Optical Character Recognition - OCR
Contents |
Optical Character Recognition
software used
imagemagick (convert) version 6.8.8.10-r1
tesseract version 3.03_rc1
source file: PDF made up entirely of scanned images of a book.
destination format: text file
problem
I had scanned images of books that I wanted in electronic, text format. They were manuals for a computer course I was taking.

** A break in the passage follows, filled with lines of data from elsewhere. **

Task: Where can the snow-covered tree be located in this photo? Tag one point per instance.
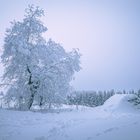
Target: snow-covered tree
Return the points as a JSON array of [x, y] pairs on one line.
[[36, 70]]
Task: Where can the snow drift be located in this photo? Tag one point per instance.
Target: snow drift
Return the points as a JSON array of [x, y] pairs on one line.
[[119, 103]]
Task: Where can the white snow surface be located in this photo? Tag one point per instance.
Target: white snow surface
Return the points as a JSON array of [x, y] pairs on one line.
[[117, 119]]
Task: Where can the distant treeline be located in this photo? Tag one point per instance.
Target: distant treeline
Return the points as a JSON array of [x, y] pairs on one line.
[[94, 98]]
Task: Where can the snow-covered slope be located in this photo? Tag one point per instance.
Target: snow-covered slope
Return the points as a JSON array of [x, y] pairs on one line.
[[117, 119], [119, 103]]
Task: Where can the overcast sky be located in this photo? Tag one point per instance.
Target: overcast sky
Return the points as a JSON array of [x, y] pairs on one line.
[[107, 32]]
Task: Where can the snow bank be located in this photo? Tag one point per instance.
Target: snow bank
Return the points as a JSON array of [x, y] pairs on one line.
[[119, 102]]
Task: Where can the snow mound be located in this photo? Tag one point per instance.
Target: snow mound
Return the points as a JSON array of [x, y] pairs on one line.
[[119, 102]]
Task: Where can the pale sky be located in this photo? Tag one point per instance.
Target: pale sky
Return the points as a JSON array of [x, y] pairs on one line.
[[107, 33]]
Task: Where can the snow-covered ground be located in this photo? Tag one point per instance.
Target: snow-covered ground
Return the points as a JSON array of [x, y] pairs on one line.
[[117, 119]]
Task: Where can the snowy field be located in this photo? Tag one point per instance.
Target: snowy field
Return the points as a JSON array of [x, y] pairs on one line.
[[117, 119]]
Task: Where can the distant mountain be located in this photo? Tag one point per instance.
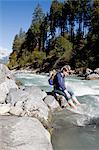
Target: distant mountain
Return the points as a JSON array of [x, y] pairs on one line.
[[4, 55]]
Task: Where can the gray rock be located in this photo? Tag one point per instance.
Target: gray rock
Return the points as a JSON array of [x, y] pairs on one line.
[[23, 133], [92, 76], [51, 102], [31, 103], [35, 91]]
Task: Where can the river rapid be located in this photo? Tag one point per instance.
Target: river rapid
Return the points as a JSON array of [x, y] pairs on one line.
[[73, 131]]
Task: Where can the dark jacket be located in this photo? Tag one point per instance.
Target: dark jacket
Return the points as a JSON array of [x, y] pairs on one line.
[[58, 82]]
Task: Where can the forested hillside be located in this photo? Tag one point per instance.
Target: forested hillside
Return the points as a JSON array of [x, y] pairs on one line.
[[67, 34]]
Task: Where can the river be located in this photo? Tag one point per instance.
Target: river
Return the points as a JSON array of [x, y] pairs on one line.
[[73, 131]]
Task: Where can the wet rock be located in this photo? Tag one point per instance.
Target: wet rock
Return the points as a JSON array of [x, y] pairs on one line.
[[51, 102], [23, 133]]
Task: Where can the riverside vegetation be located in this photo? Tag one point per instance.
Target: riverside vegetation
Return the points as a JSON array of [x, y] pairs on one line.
[[67, 34]]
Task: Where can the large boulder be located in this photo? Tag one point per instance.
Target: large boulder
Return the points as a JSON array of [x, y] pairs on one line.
[[92, 76], [23, 133], [28, 103]]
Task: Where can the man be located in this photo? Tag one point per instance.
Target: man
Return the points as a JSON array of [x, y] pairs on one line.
[[61, 89]]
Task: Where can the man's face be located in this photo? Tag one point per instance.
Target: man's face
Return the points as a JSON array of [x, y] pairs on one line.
[[65, 73]]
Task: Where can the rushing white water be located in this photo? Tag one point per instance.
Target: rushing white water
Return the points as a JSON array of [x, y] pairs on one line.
[[67, 135]]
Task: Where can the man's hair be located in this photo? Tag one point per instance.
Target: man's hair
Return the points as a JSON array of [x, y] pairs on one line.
[[66, 68]]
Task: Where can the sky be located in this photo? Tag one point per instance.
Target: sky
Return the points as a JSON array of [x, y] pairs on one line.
[[16, 14]]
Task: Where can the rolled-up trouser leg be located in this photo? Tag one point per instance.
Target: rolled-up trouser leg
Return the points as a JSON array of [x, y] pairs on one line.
[[69, 90], [65, 94]]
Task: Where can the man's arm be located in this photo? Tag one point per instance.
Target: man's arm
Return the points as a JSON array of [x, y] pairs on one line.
[[61, 82]]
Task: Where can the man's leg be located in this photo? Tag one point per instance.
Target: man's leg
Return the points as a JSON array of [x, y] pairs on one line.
[[70, 102], [75, 100]]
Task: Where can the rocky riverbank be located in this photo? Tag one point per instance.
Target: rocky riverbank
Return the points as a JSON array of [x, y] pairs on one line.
[[25, 113]]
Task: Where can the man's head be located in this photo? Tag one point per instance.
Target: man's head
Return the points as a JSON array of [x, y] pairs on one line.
[[65, 70]]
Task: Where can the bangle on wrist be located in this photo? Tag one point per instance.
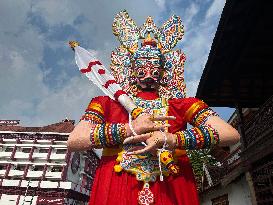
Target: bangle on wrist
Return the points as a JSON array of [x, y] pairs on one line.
[[136, 112]]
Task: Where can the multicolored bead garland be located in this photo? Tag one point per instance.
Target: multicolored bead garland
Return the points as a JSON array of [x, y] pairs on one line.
[[201, 137], [136, 112], [202, 116], [107, 134]]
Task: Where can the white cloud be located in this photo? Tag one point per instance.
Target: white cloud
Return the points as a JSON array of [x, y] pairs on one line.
[[25, 95], [190, 12], [215, 8], [160, 3]]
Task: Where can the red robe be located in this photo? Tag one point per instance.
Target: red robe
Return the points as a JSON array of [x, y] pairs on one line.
[[122, 188]]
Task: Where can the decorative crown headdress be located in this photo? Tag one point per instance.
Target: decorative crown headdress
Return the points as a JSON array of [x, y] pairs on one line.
[[172, 83]]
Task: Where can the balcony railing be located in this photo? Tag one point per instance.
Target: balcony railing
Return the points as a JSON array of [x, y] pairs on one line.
[[260, 125]]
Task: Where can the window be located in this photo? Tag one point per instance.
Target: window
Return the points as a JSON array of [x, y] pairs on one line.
[[43, 150], [220, 200], [19, 167], [60, 151], [37, 168], [9, 149], [26, 150], [56, 169]]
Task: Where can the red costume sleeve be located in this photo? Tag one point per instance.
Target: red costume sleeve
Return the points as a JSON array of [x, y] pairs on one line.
[[184, 110], [95, 111]]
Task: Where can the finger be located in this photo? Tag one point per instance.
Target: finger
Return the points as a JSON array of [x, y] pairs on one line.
[[160, 128], [137, 138], [135, 148], [162, 118], [150, 147]]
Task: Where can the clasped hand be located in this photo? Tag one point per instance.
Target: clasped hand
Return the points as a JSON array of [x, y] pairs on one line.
[[150, 133]]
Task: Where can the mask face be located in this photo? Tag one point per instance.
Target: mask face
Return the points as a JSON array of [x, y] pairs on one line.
[[148, 72]]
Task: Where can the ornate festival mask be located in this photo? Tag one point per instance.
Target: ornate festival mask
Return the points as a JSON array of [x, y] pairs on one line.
[[152, 65]]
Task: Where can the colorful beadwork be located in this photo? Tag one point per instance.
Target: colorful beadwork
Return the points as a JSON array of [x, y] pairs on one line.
[[194, 109], [145, 196], [124, 58], [136, 112], [201, 137], [202, 116], [107, 134]]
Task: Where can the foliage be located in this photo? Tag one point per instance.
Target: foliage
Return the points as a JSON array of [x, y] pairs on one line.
[[198, 158]]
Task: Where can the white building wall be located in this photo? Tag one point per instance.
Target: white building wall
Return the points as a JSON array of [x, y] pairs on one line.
[[238, 193]]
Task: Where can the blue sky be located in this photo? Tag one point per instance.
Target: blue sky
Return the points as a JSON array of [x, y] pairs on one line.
[[40, 83]]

The pwd
solution
step 1 - break up pdf into individual files using convert
The convert utility gets installed along with the imagemagick package.
$ convert -limit memory 1 -monitor -verbose -density 300 -colorspace Gray source_file.pdf output_file.png
The command above will not output just one file, but 1 file per page of the source pdf.
example...
output_file-1.png, output_file-2.png,output_file-3.png, etc...
step 2 - translate image text into plain text using OCR
tesseract will perform the OCR. We feed it the individual files and append the text to an output file. A bash loop will process all the output files for us.
$ ls -tr1 output_file*.png | while read line; do tesseract $line stdout >> output.txt; done
step 3 - cleanup
Invariably, we will have mistranslations by the OCR. For example, the document I was translating had "open quote" and "close quote" characters in it. However; ascii only has the double quote character. When viewing the text file using less, the hex codes for the non-ascii characters should be displayed. I would examine the file and identify patterns. If one had a reliable traslation, I would perform it using the line editor sed.